In the SPORT article, he praised the conditioning of pro wrestlers, describing how much harder it was to go out seven nights a week for combat rather than once a week in football. Yet, there is little doubt that Lipscomb got BIGGER during his off-season spent in the ring. After a hot night of wrestling, he was known to drink a case of pop. Legend has it that his breakfast generally was a dozen eggs, a pound of bacon and a bottle of whiskey.

“Big Daddy” made the rounds more as an attraction rather than just a regular homesteader in a territory. Records show he was everywhere from Toronto to Columbus, Ohio, to Minneapolis, to Hawaii, to Los Angeles.

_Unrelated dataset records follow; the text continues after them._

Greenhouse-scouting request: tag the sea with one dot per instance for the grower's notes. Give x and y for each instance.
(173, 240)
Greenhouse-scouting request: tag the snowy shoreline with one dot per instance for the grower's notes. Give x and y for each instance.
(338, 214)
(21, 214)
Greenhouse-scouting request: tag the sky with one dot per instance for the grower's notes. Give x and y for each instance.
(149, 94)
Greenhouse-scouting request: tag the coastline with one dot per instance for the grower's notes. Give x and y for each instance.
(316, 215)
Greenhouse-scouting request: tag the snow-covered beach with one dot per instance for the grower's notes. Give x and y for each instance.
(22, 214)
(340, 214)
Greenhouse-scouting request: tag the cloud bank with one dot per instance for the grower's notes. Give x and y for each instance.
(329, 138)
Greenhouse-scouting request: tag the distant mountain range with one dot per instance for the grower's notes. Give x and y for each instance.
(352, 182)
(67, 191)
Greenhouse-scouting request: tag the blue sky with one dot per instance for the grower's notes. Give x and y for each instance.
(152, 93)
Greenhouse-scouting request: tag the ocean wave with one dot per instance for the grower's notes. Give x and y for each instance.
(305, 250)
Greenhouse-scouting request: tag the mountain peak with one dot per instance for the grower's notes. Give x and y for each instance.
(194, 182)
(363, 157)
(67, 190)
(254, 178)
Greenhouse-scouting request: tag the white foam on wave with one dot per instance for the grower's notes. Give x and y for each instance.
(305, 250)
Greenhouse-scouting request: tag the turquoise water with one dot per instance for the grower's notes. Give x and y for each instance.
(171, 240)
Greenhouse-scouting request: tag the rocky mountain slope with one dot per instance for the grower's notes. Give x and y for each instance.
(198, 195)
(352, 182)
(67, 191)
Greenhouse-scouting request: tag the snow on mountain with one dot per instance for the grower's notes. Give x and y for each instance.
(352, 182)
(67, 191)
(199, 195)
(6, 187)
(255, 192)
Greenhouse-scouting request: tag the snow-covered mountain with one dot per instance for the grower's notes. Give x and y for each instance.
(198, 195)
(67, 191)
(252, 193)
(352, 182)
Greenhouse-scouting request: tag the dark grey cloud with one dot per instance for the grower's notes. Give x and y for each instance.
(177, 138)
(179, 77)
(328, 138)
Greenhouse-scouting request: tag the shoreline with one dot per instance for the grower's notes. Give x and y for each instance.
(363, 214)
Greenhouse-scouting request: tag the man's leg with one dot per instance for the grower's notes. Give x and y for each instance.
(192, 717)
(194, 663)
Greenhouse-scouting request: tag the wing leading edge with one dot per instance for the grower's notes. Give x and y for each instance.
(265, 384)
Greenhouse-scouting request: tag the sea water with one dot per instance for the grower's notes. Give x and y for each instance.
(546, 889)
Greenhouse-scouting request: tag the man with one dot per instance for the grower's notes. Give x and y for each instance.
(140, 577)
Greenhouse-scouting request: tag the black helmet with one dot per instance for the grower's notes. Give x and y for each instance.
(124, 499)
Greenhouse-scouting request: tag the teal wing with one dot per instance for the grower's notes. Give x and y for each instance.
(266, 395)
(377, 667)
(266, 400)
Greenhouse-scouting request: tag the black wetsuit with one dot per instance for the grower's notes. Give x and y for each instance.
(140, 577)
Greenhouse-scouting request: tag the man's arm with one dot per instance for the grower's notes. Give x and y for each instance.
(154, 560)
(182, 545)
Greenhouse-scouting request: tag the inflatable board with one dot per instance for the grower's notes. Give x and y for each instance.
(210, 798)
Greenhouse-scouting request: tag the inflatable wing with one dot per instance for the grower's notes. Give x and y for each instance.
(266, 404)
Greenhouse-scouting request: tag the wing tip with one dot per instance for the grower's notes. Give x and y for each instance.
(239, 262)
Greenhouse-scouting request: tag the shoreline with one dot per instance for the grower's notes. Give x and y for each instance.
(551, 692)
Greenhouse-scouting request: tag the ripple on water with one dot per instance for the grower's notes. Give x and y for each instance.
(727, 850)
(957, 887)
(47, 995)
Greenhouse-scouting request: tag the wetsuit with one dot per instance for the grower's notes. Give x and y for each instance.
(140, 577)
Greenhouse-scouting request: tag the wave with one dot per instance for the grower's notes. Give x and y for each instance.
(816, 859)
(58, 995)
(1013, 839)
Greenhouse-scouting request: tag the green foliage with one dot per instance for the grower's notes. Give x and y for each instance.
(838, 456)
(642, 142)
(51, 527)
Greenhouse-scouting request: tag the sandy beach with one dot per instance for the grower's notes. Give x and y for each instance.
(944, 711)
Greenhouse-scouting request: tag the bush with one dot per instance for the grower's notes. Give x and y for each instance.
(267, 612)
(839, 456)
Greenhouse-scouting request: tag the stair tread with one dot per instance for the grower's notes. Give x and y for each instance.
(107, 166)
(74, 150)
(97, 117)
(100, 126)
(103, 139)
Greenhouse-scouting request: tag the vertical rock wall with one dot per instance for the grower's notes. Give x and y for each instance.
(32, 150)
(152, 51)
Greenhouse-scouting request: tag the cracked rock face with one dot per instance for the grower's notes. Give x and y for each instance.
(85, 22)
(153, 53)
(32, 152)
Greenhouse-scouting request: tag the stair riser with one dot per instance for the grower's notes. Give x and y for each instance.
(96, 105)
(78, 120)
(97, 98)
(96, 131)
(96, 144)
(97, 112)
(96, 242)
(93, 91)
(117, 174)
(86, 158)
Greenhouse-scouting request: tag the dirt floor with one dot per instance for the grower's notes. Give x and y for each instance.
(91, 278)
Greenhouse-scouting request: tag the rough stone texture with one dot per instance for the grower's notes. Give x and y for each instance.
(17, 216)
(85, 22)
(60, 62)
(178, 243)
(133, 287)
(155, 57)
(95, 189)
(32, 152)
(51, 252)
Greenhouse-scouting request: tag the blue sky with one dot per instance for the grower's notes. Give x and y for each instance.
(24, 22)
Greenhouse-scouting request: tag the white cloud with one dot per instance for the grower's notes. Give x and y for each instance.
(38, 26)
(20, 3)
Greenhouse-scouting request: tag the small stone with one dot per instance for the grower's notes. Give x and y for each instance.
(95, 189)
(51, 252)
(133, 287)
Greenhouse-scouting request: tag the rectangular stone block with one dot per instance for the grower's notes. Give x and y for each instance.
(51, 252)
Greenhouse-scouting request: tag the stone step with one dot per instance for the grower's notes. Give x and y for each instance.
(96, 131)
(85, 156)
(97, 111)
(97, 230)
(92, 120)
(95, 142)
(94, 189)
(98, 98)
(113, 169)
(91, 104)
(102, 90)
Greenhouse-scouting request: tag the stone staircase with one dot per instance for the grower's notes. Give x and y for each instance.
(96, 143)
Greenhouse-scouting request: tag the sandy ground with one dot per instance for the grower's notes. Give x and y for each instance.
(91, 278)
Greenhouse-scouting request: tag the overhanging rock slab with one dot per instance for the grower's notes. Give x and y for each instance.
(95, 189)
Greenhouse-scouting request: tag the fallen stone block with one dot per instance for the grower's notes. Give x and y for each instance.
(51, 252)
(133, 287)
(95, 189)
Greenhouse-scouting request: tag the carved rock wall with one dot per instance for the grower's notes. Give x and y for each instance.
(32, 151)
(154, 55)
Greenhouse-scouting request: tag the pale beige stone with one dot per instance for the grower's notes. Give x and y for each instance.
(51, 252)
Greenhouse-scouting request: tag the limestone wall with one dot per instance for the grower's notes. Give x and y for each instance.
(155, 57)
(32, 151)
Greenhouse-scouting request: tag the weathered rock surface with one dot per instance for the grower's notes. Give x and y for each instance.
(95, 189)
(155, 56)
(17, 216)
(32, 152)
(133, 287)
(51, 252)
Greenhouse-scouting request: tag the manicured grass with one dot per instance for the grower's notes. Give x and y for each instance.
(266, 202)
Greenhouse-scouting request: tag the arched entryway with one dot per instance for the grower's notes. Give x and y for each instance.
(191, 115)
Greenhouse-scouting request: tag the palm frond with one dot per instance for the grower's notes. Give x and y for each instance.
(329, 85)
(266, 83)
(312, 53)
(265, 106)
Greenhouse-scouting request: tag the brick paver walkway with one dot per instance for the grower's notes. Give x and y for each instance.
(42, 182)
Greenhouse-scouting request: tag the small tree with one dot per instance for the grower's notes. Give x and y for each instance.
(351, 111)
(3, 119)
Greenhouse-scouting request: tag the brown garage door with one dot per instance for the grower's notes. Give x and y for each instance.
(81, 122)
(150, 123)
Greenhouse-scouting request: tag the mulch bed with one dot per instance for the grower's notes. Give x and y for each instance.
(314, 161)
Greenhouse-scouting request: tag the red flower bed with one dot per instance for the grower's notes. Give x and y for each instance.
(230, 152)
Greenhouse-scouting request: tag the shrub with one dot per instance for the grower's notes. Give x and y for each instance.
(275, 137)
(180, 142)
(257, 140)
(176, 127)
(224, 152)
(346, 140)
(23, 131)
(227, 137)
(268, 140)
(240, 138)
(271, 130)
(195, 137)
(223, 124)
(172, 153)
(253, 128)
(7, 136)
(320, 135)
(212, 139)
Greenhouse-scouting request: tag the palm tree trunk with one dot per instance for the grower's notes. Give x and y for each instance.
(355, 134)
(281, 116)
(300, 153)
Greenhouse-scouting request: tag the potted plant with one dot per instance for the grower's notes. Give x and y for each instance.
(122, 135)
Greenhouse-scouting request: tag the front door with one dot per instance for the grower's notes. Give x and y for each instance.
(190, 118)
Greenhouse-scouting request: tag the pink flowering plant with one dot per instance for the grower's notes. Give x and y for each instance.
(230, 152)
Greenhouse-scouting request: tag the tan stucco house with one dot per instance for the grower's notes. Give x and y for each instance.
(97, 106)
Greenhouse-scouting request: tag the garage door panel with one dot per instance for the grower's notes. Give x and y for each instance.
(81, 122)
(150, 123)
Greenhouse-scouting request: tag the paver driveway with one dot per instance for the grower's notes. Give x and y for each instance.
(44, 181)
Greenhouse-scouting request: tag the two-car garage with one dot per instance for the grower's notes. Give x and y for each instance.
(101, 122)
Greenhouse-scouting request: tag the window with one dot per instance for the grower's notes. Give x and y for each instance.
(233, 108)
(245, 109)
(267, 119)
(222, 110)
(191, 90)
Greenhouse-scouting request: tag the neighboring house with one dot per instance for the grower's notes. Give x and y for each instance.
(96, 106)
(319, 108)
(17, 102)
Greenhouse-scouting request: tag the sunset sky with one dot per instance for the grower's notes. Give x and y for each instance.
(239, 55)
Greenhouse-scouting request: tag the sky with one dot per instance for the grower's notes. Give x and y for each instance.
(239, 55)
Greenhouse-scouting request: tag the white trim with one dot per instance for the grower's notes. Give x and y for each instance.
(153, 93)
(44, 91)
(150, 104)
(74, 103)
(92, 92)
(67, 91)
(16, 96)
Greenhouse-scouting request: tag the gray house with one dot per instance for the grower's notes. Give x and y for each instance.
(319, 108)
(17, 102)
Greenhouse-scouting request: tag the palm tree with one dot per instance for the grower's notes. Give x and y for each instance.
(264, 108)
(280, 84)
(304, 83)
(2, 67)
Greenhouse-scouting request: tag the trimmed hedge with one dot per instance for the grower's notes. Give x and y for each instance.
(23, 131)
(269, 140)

On the Wrestling Classic newsboard, Lou Thesz once offered up a comment on Lipscomb. “I never wrestled him, but I trained with him. Joe Malciweicz told him he could wrestle, but he lied to him. He was a great football player and natural athlete, but really liked the night life.”

“Big Daddy Lipscomb drank, screwed and dominated football games,” said his Steelers teammate, defensive back Brady Keys, on one occasion.

Married three times, Big Daddy had an insatiable appetite for women. One Rams teammate told Sports Illustrated that Lipscomb had a particular thing for hotel maids.

On May 10, 1963, all the merriment came to an end. After a night of drinking and partying with two women, Big Daddy collapsed in a kitchen in Baltimore. He had overdosed on heroin. According to the Sports Illustrated profile, the city’s assistant medical examiner, Dr. Rudiger Breitenecker, found enough dope inside him to have killed five men. Lipscomb died in the ambulance bearing him to Lutheran Hospital.

Lipscomb is buried at in Michigan at Lincoln Memorial Park, Macomb County (near Mt. Clemens).